Marco Rubio Warns Trump: It Would Be A 'Terrible Mistake' To Pardon Paul Manafort

The president said last month that a possible pardon for his former campaign manager wasn't "off the table."

Sen. Marco Rubio (R-Fla.) on Sunday said it would be a “terrible mistake” for President Donald Trump to pardon Paul Manafort, the former Trump campaign manager implicated in special counsel Robert Mueller’s Russia investigation.

Though Rubio didn’t answer directly when asked on ABC’s “This Week” whether such a pardon would constitute obstruction of justice, he noted that he would “advise strongly against it.”

“I believe it would be a terrible mistake,” Rubio said. “Pardons should be used judiciously. They’re used for cases with extraordinary circumstances. I haven’t heard that the White House is thinking about doing it. I know he hasn’t ruled it out.”

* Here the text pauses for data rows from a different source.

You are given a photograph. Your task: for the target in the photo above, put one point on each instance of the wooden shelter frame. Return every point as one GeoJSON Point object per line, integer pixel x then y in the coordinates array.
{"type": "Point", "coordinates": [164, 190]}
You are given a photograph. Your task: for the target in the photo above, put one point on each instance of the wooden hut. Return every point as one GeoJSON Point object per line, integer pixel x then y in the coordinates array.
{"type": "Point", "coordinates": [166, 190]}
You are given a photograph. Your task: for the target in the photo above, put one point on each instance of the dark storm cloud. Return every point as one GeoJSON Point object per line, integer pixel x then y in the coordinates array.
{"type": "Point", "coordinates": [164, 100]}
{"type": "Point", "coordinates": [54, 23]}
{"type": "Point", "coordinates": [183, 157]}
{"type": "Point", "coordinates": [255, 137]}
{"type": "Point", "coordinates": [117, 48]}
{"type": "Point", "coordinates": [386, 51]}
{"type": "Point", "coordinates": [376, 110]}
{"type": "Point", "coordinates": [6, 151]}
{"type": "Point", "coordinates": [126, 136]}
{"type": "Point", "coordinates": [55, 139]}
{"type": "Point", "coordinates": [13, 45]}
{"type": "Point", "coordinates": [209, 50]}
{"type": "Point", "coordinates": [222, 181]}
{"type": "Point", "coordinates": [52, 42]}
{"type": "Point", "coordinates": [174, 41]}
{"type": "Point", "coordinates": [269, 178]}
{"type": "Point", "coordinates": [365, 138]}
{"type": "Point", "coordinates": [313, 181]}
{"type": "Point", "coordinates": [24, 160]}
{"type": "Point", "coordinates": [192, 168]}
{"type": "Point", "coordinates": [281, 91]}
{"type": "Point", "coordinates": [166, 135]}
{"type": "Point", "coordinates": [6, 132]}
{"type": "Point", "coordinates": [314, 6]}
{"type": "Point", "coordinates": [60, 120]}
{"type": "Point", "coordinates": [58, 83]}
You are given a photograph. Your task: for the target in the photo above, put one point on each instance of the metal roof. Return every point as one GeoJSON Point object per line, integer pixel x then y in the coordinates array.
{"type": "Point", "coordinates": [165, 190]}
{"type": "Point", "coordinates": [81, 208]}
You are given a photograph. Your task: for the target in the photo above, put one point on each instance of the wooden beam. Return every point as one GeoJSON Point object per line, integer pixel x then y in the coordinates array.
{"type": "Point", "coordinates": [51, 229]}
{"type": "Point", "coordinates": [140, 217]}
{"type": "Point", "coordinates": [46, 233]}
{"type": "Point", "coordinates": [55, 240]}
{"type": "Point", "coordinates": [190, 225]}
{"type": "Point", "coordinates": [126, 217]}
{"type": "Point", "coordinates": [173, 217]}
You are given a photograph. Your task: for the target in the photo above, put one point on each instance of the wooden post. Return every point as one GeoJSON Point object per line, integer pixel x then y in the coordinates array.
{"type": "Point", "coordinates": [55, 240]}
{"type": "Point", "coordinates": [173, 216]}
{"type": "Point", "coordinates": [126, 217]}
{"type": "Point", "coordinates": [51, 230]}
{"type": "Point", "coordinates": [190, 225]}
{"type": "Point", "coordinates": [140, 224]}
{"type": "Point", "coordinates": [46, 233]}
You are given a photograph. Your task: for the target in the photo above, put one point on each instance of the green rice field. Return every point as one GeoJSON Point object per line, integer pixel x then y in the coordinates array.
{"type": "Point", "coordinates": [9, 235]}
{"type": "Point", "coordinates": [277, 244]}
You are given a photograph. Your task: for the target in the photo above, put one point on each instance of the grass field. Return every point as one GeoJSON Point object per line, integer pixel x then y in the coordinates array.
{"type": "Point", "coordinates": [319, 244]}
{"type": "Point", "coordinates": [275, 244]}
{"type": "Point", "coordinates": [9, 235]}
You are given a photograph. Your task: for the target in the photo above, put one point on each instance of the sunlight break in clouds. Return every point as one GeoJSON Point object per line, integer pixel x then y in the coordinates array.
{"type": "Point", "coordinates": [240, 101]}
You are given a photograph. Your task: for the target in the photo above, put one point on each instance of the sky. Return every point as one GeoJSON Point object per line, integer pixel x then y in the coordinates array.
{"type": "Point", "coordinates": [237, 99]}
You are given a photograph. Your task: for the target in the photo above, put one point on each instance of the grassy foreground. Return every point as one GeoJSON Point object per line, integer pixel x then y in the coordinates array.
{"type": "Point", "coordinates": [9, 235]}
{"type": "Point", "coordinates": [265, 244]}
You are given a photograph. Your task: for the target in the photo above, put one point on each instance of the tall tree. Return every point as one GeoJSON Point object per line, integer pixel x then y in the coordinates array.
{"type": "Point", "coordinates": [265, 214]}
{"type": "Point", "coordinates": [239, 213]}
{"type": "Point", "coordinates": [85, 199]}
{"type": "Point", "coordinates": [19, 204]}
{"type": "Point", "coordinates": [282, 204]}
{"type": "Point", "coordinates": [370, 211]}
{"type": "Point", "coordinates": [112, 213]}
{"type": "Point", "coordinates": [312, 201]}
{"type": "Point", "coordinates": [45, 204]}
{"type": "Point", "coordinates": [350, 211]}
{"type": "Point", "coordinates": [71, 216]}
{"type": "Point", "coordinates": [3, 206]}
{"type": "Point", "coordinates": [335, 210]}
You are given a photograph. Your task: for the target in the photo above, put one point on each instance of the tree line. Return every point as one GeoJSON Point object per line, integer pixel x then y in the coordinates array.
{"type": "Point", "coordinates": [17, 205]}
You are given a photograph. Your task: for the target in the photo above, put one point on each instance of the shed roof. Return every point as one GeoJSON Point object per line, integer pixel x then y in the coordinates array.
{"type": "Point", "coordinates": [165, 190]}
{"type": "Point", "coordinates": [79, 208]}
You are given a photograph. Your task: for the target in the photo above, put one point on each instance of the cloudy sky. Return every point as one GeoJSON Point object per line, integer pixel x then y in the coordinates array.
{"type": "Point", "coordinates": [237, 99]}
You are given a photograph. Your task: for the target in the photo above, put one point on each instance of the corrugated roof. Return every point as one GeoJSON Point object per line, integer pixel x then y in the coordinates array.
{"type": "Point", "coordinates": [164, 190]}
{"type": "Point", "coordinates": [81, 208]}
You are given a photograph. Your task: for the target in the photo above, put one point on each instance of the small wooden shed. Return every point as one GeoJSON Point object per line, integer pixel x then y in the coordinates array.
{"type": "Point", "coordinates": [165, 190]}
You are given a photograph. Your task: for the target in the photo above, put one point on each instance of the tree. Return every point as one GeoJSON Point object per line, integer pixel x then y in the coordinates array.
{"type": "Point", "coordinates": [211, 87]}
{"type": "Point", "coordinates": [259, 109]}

If Trump were to pardon Manafort, Rubio said, it could “trigger a debate” about whether to amend the president’s authority to do so.

“I don’t believe that any pardons should be used with relation to these particular cases,” he said. “Frankly, not only does it not pass the smell test, I think it undermines the reason why we have presidential pardons in the first place.”

Manafort in September reached a plea deal with the special counsel’s office, pleading guilty to conspiracy to defraud the United States and witness tampering. He agreed to surrender $22 million in New York real estate and to cooperate with Mueller’s team in exchange for a potentially lighter prison sentence.

Last month, Mueller’s office accused Manafort of breaking his plea deal by lying to federal investigators multiple times. Manafort’s legal team has denied the accusation. 

Trump has hinted in recent months that he’s considering a pardon for Manafort. The president tweeted in August that he has “respect” for the way “brave” Manafort has handled his interactions with the special counsel’s office, adding that he feels “very badly” about his former campaign manager’s legal troubles.

Trump told the New York Post last month that pardoning Manafort was still a possibility.

“It was never discussed, but I wouldn’t take it off the table,” the president had said.

Though Trump denied having officially floated the idea, his legal team has been in close contact with Manafort’s lawyers throughout Mueller’s investigation.

Former New York City Mayor Rudy Giuliani, one of Trump’s personal lawyers, told The New York Times last month that an attorney for Manafort repeatedly briefed Trump’s legal team about Manafort’s discussions with federal prosecutors, providing valuable insights into the Mueller probe.

Legal experts speculated the unorthodox alliance was an attempt by Manafort to secure a presidential pardon, the Times reported.

Several Republican lawmakers have long opposed a potential Manafort pardon.

“It would be an enormous mistake and misuse of his power to pardon,” Sen. Susan Collins (R-Maine) told reporters in August.